Massaciuccoli with its lake and Roman ruins
Our journey through the Massarosa area begins on the plain, where there are swamps, ditches and small reclaimed areas in Massaciuccoli, which gives its name to the lake where there are the Roman ruins we mentioned above. The area is part of the Natural Park of Migliarino, San Rossore and Massaciuccoli and is a LIPU (Italian League for Bird Protection) oasis that deals with environmental education, management and awareness. Here you can take a walk along the wooden walkways that border the lake and pass by birdwatching huts. The lake, in fact, is a major transit point and stopover during the migrations of a large number of species and is also a nesting place for other birds. There is the possibility to do sports too, such as rowing, canoeing and sailing, and book guided tours by foot, canoe and navicello, an ancient boat that was once used for the transport of goods between towns on the lake shore. During the warmer months, you can take boat trips under the stars or sail to the Gran Teatro Puccini for the Puccini Festival in Torre del Lago. Finally, do not miss the view from the church of San Lorenzo, Massaciuccoli’s parish church from which you can admire the lake and the sea in the distance.

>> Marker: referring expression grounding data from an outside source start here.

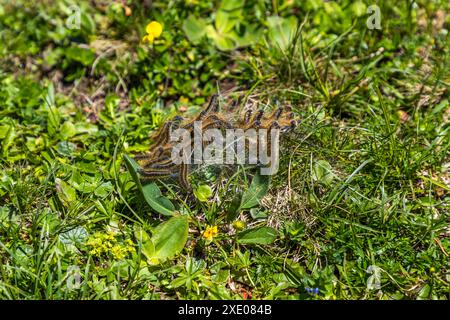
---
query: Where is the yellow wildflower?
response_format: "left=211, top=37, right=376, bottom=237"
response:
left=86, top=232, right=135, bottom=260
left=143, top=21, right=163, bottom=44
left=111, top=244, right=134, bottom=260
left=232, top=220, right=246, bottom=231
left=179, top=96, right=189, bottom=104
left=202, top=225, right=218, bottom=241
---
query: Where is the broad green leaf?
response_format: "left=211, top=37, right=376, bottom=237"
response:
left=56, top=141, right=77, bottom=157
left=80, top=11, right=96, bottom=34
left=55, top=178, right=77, bottom=206
left=0, top=124, right=15, bottom=157
left=0, top=124, right=11, bottom=139
left=237, top=226, right=278, bottom=245
left=233, top=25, right=262, bottom=47
left=249, top=208, right=268, bottom=220
left=215, top=0, right=243, bottom=33
left=94, top=181, right=113, bottom=198
left=267, top=16, right=298, bottom=51
left=123, top=154, right=175, bottom=216
left=59, top=226, right=88, bottom=245
left=134, top=227, right=155, bottom=260
left=142, top=183, right=175, bottom=216
left=215, top=11, right=235, bottom=34
left=417, top=284, right=431, bottom=300
left=134, top=226, right=152, bottom=243
left=219, top=0, right=244, bottom=11
left=145, top=215, right=189, bottom=265
left=312, top=159, right=334, bottom=186
left=183, top=15, right=207, bottom=44
left=193, top=184, right=212, bottom=202
left=239, top=173, right=270, bottom=210
left=77, top=161, right=99, bottom=174
left=123, top=154, right=141, bottom=189
left=60, top=121, right=76, bottom=139
left=65, top=46, right=95, bottom=66
left=206, top=26, right=236, bottom=51
left=226, top=192, right=242, bottom=221
left=213, top=34, right=237, bottom=51
left=74, top=122, right=98, bottom=135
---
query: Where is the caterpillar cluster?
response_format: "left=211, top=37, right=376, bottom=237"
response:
left=134, top=94, right=297, bottom=191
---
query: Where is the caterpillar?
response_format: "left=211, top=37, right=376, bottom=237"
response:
left=135, top=94, right=298, bottom=192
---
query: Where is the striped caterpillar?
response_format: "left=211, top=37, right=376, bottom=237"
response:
left=134, top=94, right=297, bottom=192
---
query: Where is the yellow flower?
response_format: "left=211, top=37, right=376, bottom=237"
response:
left=179, top=96, right=189, bottom=104
left=86, top=232, right=135, bottom=260
left=143, top=21, right=163, bottom=44
left=142, top=34, right=154, bottom=44
left=202, top=225, right=218, bottom=241
left=232, top=220, right=246, bottom=231
left=146, top=21, right=162, bottom=37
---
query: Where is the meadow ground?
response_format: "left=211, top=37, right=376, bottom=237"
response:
left=0, top=0, right=448, bottom=299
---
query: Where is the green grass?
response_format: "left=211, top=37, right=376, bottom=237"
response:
left=0, top=0, right=449, bottom=300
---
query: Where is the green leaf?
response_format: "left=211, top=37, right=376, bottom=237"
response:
left=215, top=11, right=235, bottom=34
left=44, top=82, right=55, bottom=108
left=80, top=12, right=96, bottom=34
left=105, top=94, right=120, bottom=119
left=65, top=46, right=95, bottom=66
left=123, top=154, right=175, bottom=216
left=239, top=173, right=270, bottom=210
left=143, top=215, right=189, bottom=265
left=94, top=181, right=113, bottom=198
left=233, top=25, right=262, bottom=47
left=142, top=183, right=175, bottom=216
left=206, top=26, right=236, bottom=51
left=60, top=121, right=76, bottom=140
left=417, top=284, right=431, bottom=300
left=237, top=226, right=277, bottom=245
left=351, top=1, right=367, bottom=17
left=56, top=141, right=76, bottom=157
left=183, top=15, right=207, bottom=44
left=74, top=122, right=98, bottom=135
left=44, top=83, right=61, bottom=137
left=134, top=227, right=155, bottom=260
left=249, top=208, right=268, bottom=220
left=226, top=192, right=242, bottom=221
left=219, top=0, right=244, bottom=12
left=312, top=159, right=334, bottom=186
left=215, top=0, right=243, bottom=34
left=267, top=16, right=298, bottom=51
left=59, top=226, right=88, bottom=246
left=123, top=154, right=141, bottom=189
left=193, top=184, right=213, bottom=202
left=0, top=124, right=11, bottom=139
left=0, top=124, right=15, bottom=157
left=55, top=178, right=77, bottom=206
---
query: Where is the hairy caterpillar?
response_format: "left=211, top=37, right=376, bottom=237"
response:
left=135, top=94, right=297, bottom=192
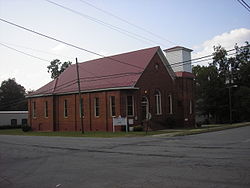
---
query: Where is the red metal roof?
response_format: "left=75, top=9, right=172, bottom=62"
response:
left=30, top=46, right=160, bottom=97
left=175, top=71, right=195, bottom=78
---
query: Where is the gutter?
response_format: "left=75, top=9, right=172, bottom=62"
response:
left=26, top=86, right=139, bottom=98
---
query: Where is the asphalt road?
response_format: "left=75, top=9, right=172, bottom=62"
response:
left=0, top=126, right=250, bottom=188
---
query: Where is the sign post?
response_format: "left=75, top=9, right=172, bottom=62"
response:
left=112, top=116, right=128, bottom=132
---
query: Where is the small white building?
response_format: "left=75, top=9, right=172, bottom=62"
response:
left=0, top=111, right=28, bottom=126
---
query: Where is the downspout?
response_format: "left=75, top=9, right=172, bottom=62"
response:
left=74, top=94, right=77, bottom=131
left=105, top=92, right=108, bottom=131
left=52, top=78, right=58, bottom=131
left=89, top=93, right=92, bottom=131
left=29, top=99, right=32, bottom=127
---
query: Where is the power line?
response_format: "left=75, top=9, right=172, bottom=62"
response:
left=241, top=0, right=250, bottom=9
left=0, top=17, right=144, bottom=70
left=0, top=41, right=74, bottom=60
left=80, top=71, right=142, bottom=81
left=78, top=0, right=178, bottom=46
left=0, top=42, right=50, bottom=62
left=170, top=48, right=236, bottom=67
left=1, top=18, right=246, bottom=76
left=45, top=0, right=166, bottom=47
left=237, top=0, right=250, bottom=12
left=31, top=79, right=78, bottom=96
left=0, top=98, right=27, bottom=109
left=172, top=52, right=238, bottom=68
left=0, top=21, right=243, bottom=73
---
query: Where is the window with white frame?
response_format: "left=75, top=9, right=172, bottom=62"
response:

Let’s move on to Bozzano to see another unique aspect of the area: if you come here in the late spring and summer, you can watch the spectacle of the blooming lotus flowers. The Lotus Flower cycle path is about one and a half kilometres long and can be travelled by foot or bicycle. Along it you can admire these flowers, one of the excellent agricultural products of Massarosa.
Among churches and villages
It is time to go up hill, where there are noble villas, Romanesque churches and peaceful and tranquil places. The first stop, after climbing the Monte Pitoro hills edged by olive trees, is the parish church of San Pantaleone in Pieve a Elici. This ancient church was first mentioned in 892 and is considered a jewel of Romanesque architecture, further embellished by its position from which you can appreciate a remarkable view of the whole of Massarosa plain. Continuing along this road there are another two vantage points worth stopping off at: the small medieval village of Gualdo, also known as the town of fairy tales, and the view from the Montigiano church, which brings the hills, lake and sea together in a single glance.
The hill reserves more surprises as we move on to Bargecchia, where the bells in the bell tower of the Romanesque church of San Martino were immortalized by Puccini’s Tosca. The story goes that the maestro often went to Bargecchia to listen to the melody of the bells. Continuing on from Bargecchia you get to the hamlet of Corsanico, which houses the magnificent organ built by Vincenzo Colonna in 1602 that still used during the International Festival of Classical Music at the Church of San Michele Arcangelo.
The whole Massarosa area is characterised by festivals and gatherings that celebrate the local culinary traditions.